The England and Wales Cricket Board announced on Tuesday that former Yorkshire player and bowling coach Richard Pyrah had told officials he would not be attending, joining Andrew Gale, Matthew Hoggard, Tim Bresnan and John Blain in declining to take part. An independent cricket discipline commission panel will still hear the charges against those five in their absence.
The other man charged, Gary Ballance, who made a Test hundred on his debut for his native Zimbabwe on Tuesday after a career as an England batsman, has admitted a charge of using racially discriminatory language and will not appear, the ECB said.

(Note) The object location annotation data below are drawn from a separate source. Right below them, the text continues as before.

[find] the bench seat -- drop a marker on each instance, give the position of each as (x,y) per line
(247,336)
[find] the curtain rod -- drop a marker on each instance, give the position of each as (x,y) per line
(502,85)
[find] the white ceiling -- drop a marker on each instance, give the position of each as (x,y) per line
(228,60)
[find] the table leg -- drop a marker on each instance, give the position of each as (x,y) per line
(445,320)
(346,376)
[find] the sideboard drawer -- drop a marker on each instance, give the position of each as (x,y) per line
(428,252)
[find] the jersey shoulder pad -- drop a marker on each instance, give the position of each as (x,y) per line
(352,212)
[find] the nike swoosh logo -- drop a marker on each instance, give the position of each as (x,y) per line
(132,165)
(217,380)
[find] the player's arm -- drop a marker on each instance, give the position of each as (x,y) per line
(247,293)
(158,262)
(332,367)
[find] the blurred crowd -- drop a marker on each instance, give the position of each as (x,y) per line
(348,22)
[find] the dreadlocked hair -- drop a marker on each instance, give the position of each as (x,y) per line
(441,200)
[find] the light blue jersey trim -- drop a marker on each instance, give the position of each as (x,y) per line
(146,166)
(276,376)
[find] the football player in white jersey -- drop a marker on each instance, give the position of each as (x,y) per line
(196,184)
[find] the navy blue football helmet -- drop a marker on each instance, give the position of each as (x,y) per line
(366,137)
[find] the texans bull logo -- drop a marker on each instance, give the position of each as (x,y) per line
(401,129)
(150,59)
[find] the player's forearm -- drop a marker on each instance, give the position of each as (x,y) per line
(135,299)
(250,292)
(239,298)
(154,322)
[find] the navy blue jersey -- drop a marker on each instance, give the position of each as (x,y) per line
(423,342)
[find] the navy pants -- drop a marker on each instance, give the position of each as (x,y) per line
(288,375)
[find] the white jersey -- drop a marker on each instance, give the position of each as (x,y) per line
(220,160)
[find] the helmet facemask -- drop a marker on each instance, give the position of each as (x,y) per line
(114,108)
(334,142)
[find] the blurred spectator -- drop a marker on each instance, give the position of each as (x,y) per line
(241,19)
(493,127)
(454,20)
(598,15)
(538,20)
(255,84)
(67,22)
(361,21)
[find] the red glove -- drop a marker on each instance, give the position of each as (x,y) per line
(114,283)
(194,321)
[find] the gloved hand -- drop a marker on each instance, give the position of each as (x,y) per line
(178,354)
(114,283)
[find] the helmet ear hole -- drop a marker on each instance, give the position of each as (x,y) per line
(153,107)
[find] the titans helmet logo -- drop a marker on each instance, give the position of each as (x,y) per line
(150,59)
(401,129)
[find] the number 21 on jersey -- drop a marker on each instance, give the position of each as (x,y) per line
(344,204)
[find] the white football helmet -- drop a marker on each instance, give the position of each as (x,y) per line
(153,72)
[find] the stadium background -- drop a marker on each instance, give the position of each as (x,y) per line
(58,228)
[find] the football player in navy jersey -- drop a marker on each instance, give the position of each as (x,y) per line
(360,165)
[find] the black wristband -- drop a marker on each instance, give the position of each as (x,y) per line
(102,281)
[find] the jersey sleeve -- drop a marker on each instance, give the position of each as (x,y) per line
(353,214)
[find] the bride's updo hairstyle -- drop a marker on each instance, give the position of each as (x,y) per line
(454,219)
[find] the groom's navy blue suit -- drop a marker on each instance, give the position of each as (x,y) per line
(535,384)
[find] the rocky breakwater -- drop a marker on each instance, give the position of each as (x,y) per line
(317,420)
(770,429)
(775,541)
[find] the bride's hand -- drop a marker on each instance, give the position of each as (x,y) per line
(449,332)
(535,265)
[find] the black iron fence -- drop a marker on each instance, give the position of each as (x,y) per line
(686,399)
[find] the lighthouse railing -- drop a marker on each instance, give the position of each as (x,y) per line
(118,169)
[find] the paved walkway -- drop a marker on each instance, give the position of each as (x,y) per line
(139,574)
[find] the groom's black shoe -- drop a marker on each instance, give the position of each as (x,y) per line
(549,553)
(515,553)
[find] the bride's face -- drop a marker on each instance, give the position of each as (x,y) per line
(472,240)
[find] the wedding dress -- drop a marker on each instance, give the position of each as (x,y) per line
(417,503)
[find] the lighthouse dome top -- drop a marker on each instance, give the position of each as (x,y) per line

The ECB revealed Yorkshire had also admitted to four charges, meaning nobody from the club would be required to attend the hearing. Rafiq, 31, first raised allegations of racism and bullying in September 2020, related to his two spells at Yorkshire.
A report from the club the following year found that Rafiq had suffered “racial harassment and bullying” but no player or employee faced disciplinary action, sparking widespread criticism.
Pakistan-born Rafiq has previously alleged Vaughan told him and a group of other players of Asian ethnicity there were “too many of you lot, we need to do something about it” during a huddle before a Yorkshire match in 2009.
England’s Adil Rashid and Pakistan’s Rana Naved-ul-Hasan have corroborated Rafiq’s account of the incident, but Vaughan, 48 has repeatedly denied the allegation.
Rafiq told a British parliamentary committee in December 2022 that the abuse he and his family had faced had forced him to move to Pakistan.
He has consistently called on the CDC hearings to take place in public, with the ECB confirming that reporters will be permitted to view and report on a live feed of the hearing. Hoggard told the BBC the ECB’s disciplinary procedures had “failed everybody”.